Speedup your existing Python project with Cython +30x

Isaac Yimgaing
Analytics Vidhya
Published in
7 min readOct 20, 2021

Do you love Python? Me too. But let’s be honest. Although Python is the best programming language since 2 years, his speed performance with just ridiculous.

I hear your voice telling me: We have many tools to speedup our code: dusk,dask, swifter, pyparallelize (the one I have created. more here); Yes you are right. But, even if we use all those tools, the performance of our code still be poor in comparison to other language.

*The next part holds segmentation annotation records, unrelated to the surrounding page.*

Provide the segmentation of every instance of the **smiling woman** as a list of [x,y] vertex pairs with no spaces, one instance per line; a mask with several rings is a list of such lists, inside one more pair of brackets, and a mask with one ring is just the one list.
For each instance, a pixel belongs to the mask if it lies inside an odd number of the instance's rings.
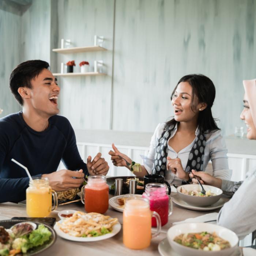
[[[225,140],[211,112],[215,94],[214,85],[207,76],[192,74],[182,78],[171,97],[174,118],[157,126],[142,172],[134,174],[160,174],[169,183],[180,185],[190,181],[189,172],[192,169],[205,170],[211,160],[213,176],[229,179]],[[113,148],[114,152],[109,154],[114,165],[128,168],[123,158],[131,163],[132,159],[114,145]]]

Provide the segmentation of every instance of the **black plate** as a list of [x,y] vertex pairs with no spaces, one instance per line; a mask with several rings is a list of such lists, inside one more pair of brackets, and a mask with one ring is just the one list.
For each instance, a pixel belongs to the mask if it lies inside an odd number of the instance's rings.
[[[0,221],[0,226],[3,226],[5,229],[10,229],[14,225],[17,223],[23,222],[24,221],[23,221],[18,219],[8,219],[6,221]],[[22,255],[24,256],[31,256],[31,255],[34,255],[36,254],[38,254],[48,249],[50,246],[52,246],[56,241],[57,235],[56,234],[55,231],[51,227],[50,227],[48,225],[46,225],[43,223],[41,223],[40,222],[38,222],[36,221],[32,221],[31,222],[35,223],[37,224],[37,227],[39,224],[43,224],[50,230],[50,232],[52,233],[52,235],[50,238],[50,240],[45,242],[44,244],[42,245],[39,245],[36,247],[34,247],[30,249],[28,251],[27,253]]]
[[[111,195],[114,195],[115,190],[114,189],[111,189],[111,186],[113,185],[113,184],[114,184],[115,180],[116,180],[116,179],[121,178],[123,179],[123,194],[128,194],[129,193],[129,186],[127,186],[124,185],[124,183],[125,182],[127,179],[134,178],[138,178],[140,181],[144,181],[144,178],[143,177],[139,177],[138,176],[119,176],[117,177],[107,178],[107,184],[109,185],[109,193],[111,194]],[[144,189],[137,189],[136,193],[142,195],[144,192]]]

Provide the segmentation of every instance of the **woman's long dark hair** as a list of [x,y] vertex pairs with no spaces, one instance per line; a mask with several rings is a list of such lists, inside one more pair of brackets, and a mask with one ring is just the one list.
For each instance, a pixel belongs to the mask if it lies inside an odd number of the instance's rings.
[[[196,109],[199,103],[204,102],[207,104],[206,108],[200,111],[197,120],[197,124],[201,132],[210,132],[219,130],[215,120],[212,117],[211,107],[215,98],[215,87],[212,81],[203,75],[192,74],[181,78],[172,93],[171,99],[178,84],[181,82],[188,82],[192,87],[192,100],[191,108],[193,111]],[[174,118],[165,123],[165,128],[170,125],[175,125],[178,122]]]

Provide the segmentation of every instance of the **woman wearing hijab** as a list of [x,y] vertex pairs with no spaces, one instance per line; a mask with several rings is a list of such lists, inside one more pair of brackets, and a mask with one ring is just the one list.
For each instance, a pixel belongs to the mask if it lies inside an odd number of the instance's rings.
[[[247,127],[247,137],[256,140],[256,79],[244,81],[244,109],[240,118]],[[233,196],[219,213],[217,223],[236,233],[240,239],[256,230],[256,169],[248,172],[244,181],[236,182],[212,177],[195,172],[190,176],[199,177],[203,184],[221,188],[224,193]],[[195,179],[193,181],[196,182]]]
[[[169,183],[180,185],[182,181],[189,182],[188,172],[204,171],[211,160],[213,176],[229,179],[225,142],[211,112],[215,94],[214,85],[207,76],[192,74],[182,78],[171,97],[174,118],[157,126],[141,172],[133,173],[142,177],[159,174]],[[109,154],[113,164],[132,171],[135,162],[114,144],[112,147],[114,151]]]

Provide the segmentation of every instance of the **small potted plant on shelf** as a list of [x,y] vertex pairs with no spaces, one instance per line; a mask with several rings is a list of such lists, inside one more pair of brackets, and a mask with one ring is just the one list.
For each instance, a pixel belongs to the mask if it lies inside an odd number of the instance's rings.
[[73,68],[74,66],[76,65],[76,64],[75,63],[75,61],[68,61],[66,64],[67,65],[67,72],[73,73]]
[[89,72],[89,63],[88,61],[81,61],[79,65],[81,67],[81,73]]

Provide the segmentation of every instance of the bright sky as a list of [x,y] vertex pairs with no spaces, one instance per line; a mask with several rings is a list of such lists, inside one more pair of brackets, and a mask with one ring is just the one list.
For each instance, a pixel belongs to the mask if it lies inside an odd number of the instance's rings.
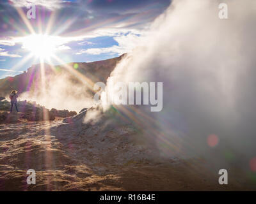
[[[26,6],[36,5],[36,18]],[[8,0],[0,3],[0,78],[40,61],[117,57],[134,48],[170,0]]]

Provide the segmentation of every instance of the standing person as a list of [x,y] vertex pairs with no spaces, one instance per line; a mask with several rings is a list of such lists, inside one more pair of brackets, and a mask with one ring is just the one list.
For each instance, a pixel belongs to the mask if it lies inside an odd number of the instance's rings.
[[13,106],[13,104],[15,105],[17,112],[19,112],[18,107],[17,106],[17,98],[18,98],[18,94],[17,93],[17,91],[13,90],[12,91],[11,94],[10,95],[10,99],[11,99],[11,103],[12,103],[11,110],[10,110],[11,113],[12,112],[12,107]]

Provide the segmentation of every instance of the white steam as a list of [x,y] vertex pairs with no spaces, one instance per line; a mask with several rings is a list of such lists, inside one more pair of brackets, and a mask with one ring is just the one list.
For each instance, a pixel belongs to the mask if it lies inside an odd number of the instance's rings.
[[[221,3],[228,6],[228,19],[219,18]],[[117,65],[108,82],[163,82],[163,111],[147,113],[159,131],[141,118],[146,140],[161,154],[225,147],[256,156],[255,23],[255,1],[173,1]],[[211,134],[219,138],[215,149],[207,145]]]
[[19,99],[35,101],[50,110],[52,108],[65,109],[77,113],[93,105],[88,87],[71,78],[68,74],[47,75],[44,85],[39,80],[39,82],[34,82],[33,87],[33,90],[22,94]]

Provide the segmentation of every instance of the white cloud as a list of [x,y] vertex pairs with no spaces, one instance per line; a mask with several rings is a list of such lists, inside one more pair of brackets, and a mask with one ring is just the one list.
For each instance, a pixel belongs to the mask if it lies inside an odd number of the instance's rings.
[[9,54],[8,51],[5,51],[5,50],[3,48],[0,48],[0,56],[9,57],[21,57],[20,55],[17,54]]
[[140,36],[136,33],[129,33],[128,34],[119,33],[113,38],[118,43],[118,45],[113,45],[110,47],[89,48],[81,50],[77,52],[77,55],[83,53],[91,55],[99,55],[102,54],[119,54],[129,52],[132,50],[139,43]]
[[0,71],[11,71],[11,72],[19,72],[19,73],[22,73],[23,72],[23,71],[14,71],[14,70],[12,70],[12,69],[0,69]]
[[66,45],[61,45],[58,48],[58,50],[68,50],[70,49],[71,48],[70,47]]
[[27,7],[33,5],[39,5],[47,8],[49,10],[54,10],[60,8],[60,0],[11,0],[14,6]]
[[6,46],[14,46],[15,45],[15,43],[13,41],[12,38],[3,38],[0,39],[0,45],[6,45]]

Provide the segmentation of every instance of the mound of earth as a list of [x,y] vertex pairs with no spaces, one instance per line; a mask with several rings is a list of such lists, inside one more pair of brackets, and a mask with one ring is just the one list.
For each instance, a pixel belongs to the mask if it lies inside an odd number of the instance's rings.
[[65,118],[77,114],[76,112],[64,110],[58,110],[52,108],[51,111],[36,103],[19,101],[17,103],[20,113],[17,113],[13,107],[12,113],[10,113],[11,104],[3,99],[0,101],[0,122],[17,122],[20,119],[29,121],[54,120],[56,117]]

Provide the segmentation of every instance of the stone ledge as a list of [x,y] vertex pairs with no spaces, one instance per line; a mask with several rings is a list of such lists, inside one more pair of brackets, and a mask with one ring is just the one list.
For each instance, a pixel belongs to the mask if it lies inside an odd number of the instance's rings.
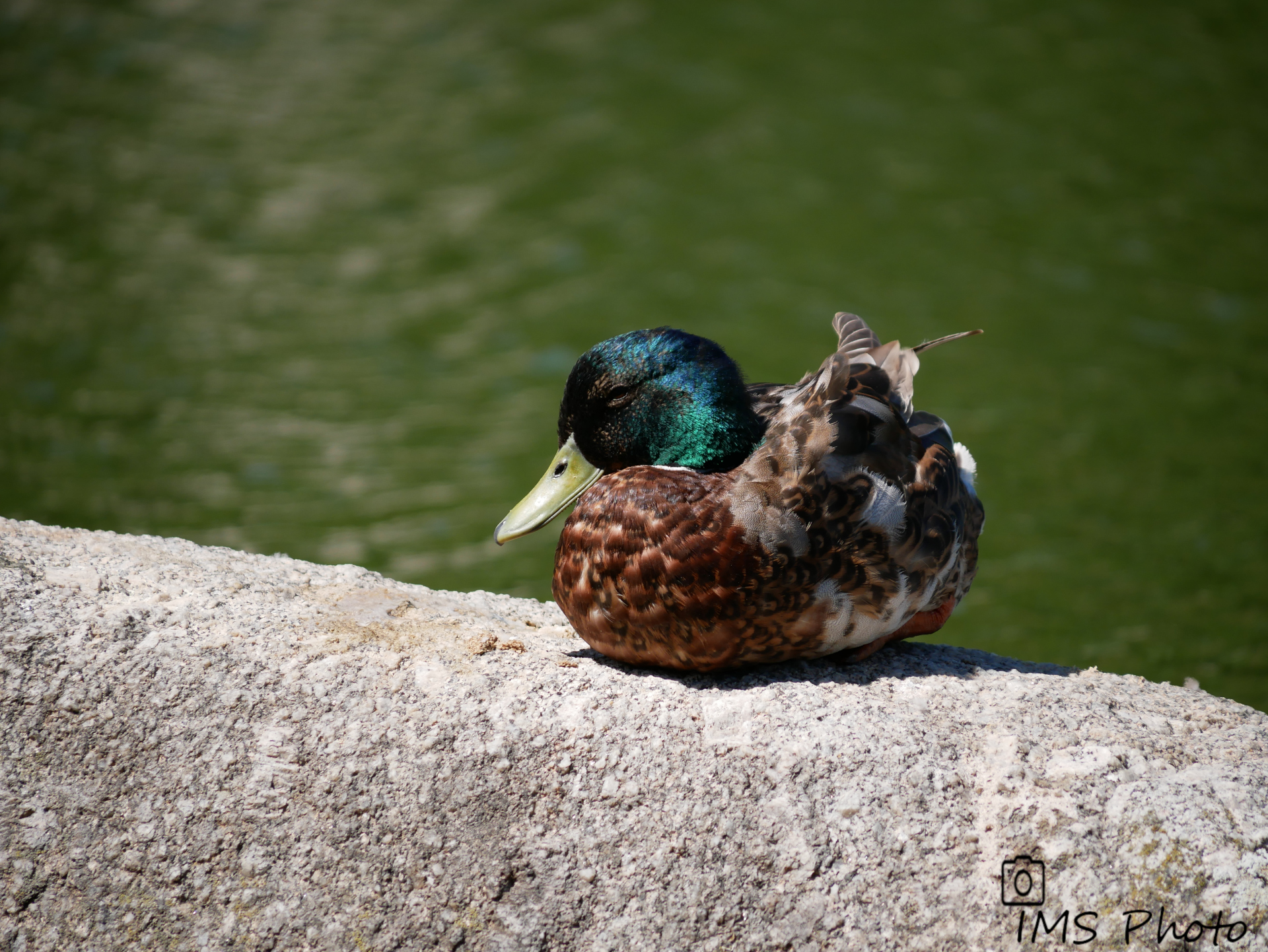
[[9,520],[0,597],[0,948],[1000,948],[1014,854],[1085,948],[1268,948],[1268,724],[1201,691],[637,671],[553,603]]

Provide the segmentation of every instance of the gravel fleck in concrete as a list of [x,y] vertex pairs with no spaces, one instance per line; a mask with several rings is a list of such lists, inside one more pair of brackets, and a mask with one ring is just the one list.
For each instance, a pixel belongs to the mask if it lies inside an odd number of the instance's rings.
[[637,671],[553,603],[6,520],[0,597],[0,949],[1268,948],[1268,724],[1196,687]]

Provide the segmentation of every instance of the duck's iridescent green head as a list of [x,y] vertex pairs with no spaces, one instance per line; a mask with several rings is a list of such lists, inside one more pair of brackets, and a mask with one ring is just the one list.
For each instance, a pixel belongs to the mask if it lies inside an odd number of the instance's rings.
[[762,439],[739,368],[704,337],[658,327],[591,347],[568,374],[559,445],[605,473],[738,466]]
[[762,440],[739,368],[710,340],[657,327],[581,355],[559,404],[559,451],[498,525],[503,543],[540,529],[604,473],[738,466]]

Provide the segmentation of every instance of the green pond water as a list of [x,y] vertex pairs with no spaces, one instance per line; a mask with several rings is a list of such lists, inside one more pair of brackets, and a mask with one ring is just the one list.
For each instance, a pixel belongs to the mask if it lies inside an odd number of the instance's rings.
[[549,597],[593,342],[834,311],[974,451],[935,640],[1268,707],[1253,3],[0,6],[0,512]]

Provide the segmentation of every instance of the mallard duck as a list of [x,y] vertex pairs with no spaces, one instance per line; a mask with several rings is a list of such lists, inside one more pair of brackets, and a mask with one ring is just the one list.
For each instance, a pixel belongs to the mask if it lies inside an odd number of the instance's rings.
[[937,631],[978,565],[976,464],[912,409],[917,347],[853,314],[796,384],[749,384],[720,346],[657,327],[568,375],[559,451],[498,544],[571,503],[553,592],[592,648],[715,671]]

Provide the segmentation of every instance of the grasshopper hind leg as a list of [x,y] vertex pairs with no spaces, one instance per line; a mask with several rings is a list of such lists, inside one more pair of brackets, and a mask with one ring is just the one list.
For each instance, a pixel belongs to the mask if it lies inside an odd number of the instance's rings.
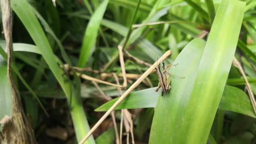
[[155,91],[156,92],[158,91],[158,90],[159,90],[159,88],[160,88],[160,87],[161,87],[161,85],[160,84],[160,83],[158,83],[158,85],[157,85],[157,88],[155,89]]

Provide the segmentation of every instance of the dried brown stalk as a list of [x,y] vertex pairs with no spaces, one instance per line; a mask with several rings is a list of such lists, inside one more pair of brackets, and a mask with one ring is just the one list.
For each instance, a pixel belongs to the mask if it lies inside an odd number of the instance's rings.
[[128,52],[128,51],[127,51],[125,50],[125,52],[127,55],[127,56],[128,56],[133,59],[135,61],[136,61],[137,63],[138,63],[140,64],[145,65],[148,67],[150,67],[151,66],[151,65],[152,65],[151,64],[148,63],[147,62],[145,62],[142,60],[141,60],[139,59],[136,57],[135,56],[133,56],[133,55],[131,54],[130,53],[129,53],[129,52]]
[[1,124],[4,125],[0,133],[0,144],[37,144],[34,132],[23,111],[20,96],[11,76],[13,19],[11,0],[2,0],[0,3],[3,32],[6,43],[5,49],[8,54],[7,79],[11,89],[12,107],[11,117],[6,118],[5,116],[3,120],[5,120],[0,121],[3,123]]
[[93,126],[91,129],[88,132],[85,136],[83,140],[79,142],[80,144],[83,144],[87,139],[91,135],[92,133],[95,131],[96,128],[103,122],[104,120],[108,116],[109,114],[113,111],[115,108],[116,108],[119,104],[131,93],[134,88],[135,88],[139,85],[150,74],[151,72],[155,69],[157,66],[159,64],[160,61],[163,61],[168,56],[170,56],[171,54],[171,51],[167,51],[165,54],[163,55],[158,61],[156,61],[154,64],[152,64],[142,75],[120,97],[120,98],[116,101],[116,102],[110,107],[110,108],[106,112],[106,113],[101,118],[101,119],[97,122],[97,123]]

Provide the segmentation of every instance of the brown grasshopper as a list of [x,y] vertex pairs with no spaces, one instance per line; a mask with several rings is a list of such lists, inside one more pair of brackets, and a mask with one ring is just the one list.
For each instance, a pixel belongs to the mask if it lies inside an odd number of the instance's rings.
[[163,61],[160,63],[155,69],[158,76],[159,83],[155,91],[158,91],[159,88],[162,87],[162,96],[163,96],[164,93],[166,93],[171,90],[171,81],[170,75]]

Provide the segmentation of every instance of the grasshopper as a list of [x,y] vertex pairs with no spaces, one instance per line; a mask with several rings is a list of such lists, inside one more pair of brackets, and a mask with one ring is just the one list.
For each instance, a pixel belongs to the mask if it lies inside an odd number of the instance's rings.
[[159,83],[155,91],[158,91],[159,88],[162,87],[162,96],[163,96],[164,93],[166,93],[171,90],[171,78],[163,61],[160,63],[155,69],[158,76]]

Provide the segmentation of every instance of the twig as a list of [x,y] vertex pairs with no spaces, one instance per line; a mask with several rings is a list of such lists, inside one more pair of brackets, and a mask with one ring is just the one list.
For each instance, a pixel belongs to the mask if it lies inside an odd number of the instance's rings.
[[146,24],[135,24],[133,25],[132,28],[134,29],[137,27],[141,27],[145,26],[151,26],[153,25],[163,24],[174,24],[174,23],[190,23],[192,24],[197,24],[190,21],[161,21],[150,22]]
[[120,123],[120,144],[122,144],[122,137],[123,135],[123,109],[121,109],[121,123]]
[[254,96],[253,95],[253,93],[251,88],[250,87],[250,84],[249,82],[248,82],[248,80],[247,80],[247,77],[246,77],[246,76],[245,75],[245,74],[242,67],[242,66],[241,66],[241,64],[239,63],[237,59],[234,57],[233,59],[233,64],[234,66],[238,69],[239,72],[242,74],[243,76],[243,77],[245,82],[245,85],[247,88],[247,90],[248,90],[248,93],[249,93],[249,96],[250,96],[250,99],[251,99],[251,104],[253,105],[253,110],[254,110],[254,113],[256,114],[256,102],[255,101],[255,99],[254,98]]
[[93,126],[93,127],[91,129],[91,130],[88,132],[87,134],[85,137],[82,140],[79,144],[83,144],[88,138],[91,135],[92,133],[95,131],[96,128],[99,127],[103,120],[106,119],[108,116],[109,114],[113,111],[115,108],[116,108],[119,104],[130,93],[131,93],[134,88],[135,88],[139,85],[143,80],[146,77],[147,77],[149,74],[150,74],[151,72],[155,69],[157,66],[159,64],[160,61],[163,61],[164,59],[166,59],[168,56],[170,56],[171,54],[171,51],[170,50],[167,51],[165,54],[163,55],[158,61],[156,61],[154,64],[152,65],[120,97],[120,98],[116,101],[116,102],[110,107],[110,108],[106,112],[105,114],[101,118],[101,119],[97,122],[97,123]]
[[[113,73],[113,75],[114,75],[114,77],[115,77],[115,80],[117,83],[117,85],[120,85],[119,81],[118,80],[118,77],[117,75],[117,74],[115,73]],[[121,90],[121,88],[117,88],[117,91],[118,92],[118,95],[119,96],[122,95],[123,94],[123,92]],[[122,137],[123,135],[123,109],[121,109],[121,123],[120,123],[120,144],[122,144]]]
[[[97,89],[99,90],[99,92],[101,94],[101,95],[102,96],[102,98],[104,99],[105,99],[107,101],[109,101],[112,99],[111,97],[110,97],[109,96],[108,96],[106,94],[104,93],[104,92],[102,91],[101,91],[101,90],[99,86],[97,83],[96,83],[96,82],[93,81],[92,83],[94,85],[95,87],[97,88]],[[113,111],[112,112],[111,112],[111,117],[112,118],[112,120],[113,121],[114,128],[115,133],[116,143],[117,144],[119,144],[119,136],[118,135],[118,132],[117,131],[117,123],[115,121],[115,116],[114,111]]]
[[[119,84],[119,81],[118,81],[118,77],[117,77],[117,75],[114,73],[113,74],[114,77],[115,77],[115,80],[117,83],[117,84]],[[122,93],[122,90],[119,88],[117,88],[117,90],[118,91],[118,94],[120,96],[121,96]],[[132,120],[131,119],[131,115],[129,112],[129,111],[127,109],[122,109],[121,110],[121,125],[120,125],[120,135],[121,136],[122,135],[122,131],[123,131],[123,120],[125,120],[128,121],[129,123],[125,122],[124,124],[125,125],[125,130],[126,131],[126,132],[128,132],[130,131],[131,133],[131,137],[132,137],[132,141],[133,144],[134,144],[134,139],[133,136],[133,123],[132,121]],[[126,119],[123,118],[124,116],[125,116]],[[127,142],[129,141],[129,134],[127,135]],[[122,137],[120,137],[120,139],[122,140]],[[120,142],[120,143],[122,143],[122,142]]]
[[115,112],[113,111],[111,112],[111,117],[113,120],[114,124],[114,128],[115,129],[115,142],[117,144],[119,144],[119,135],[118,134],[118,131],[117,130],[117,123],[115,121]]
[[129,122],[130,125],[130,132],[131,136],[132,143],[133,144],[134,144],[134,137],[133,136],[133,120],[131,119],[131,115],[127,109],[124,109],[125,115],[125,116],[127,120]]
[[125,62],[123,60],[123,47],[120,45],[118,45],[117,47],[119,51],[119,61],[120,61],[120,64],[121,65],[121,69],[122,70],[122,73],[123,76],[123,85],[125,88],[127,86],[127,78],[126,77],[125,68]]
[[136,57],[135,56],[133,56],[133,55],[131,54],[130,53],[129,53],[129,52],[128,52],[128,51],[127,51],[125,50],[125,52],[127,55],[127,56],[128,56],[133,59],[134,60],[135,60],[135,61],[136,61],[137,63],[138,63],[140,64],[141,64],[142,65],[144,65],[149,67],[150,67],[151,66],[151,65],[152,65],[152,64],[151,64],[149,63],[148,63],[147,62],[142,61],[142,60],[139,59]]

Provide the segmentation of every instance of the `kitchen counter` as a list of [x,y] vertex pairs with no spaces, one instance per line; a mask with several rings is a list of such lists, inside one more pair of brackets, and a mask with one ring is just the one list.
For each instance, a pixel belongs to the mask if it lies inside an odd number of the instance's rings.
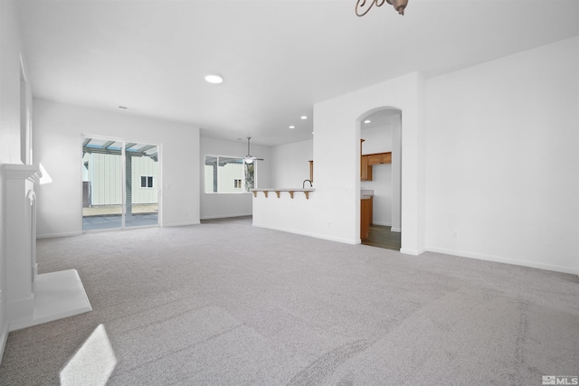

speed program comparaison (source: https://www.researchgate.net/)

Why? Python is interpreted language and not compile language. I won’t go deep into detail of that difference (you can learn more on that here).

But what if I tell that we can achieve the same speed performance of the best language like C with Python. Are you exited? So, let’s jump into it and introduce to you Cython, the speedup wrapper of Python.

What is Cython

As we see before, Python as poor performance in term of speedup and that can increase exponentially with the size of the data to process. This is where Cython comes in.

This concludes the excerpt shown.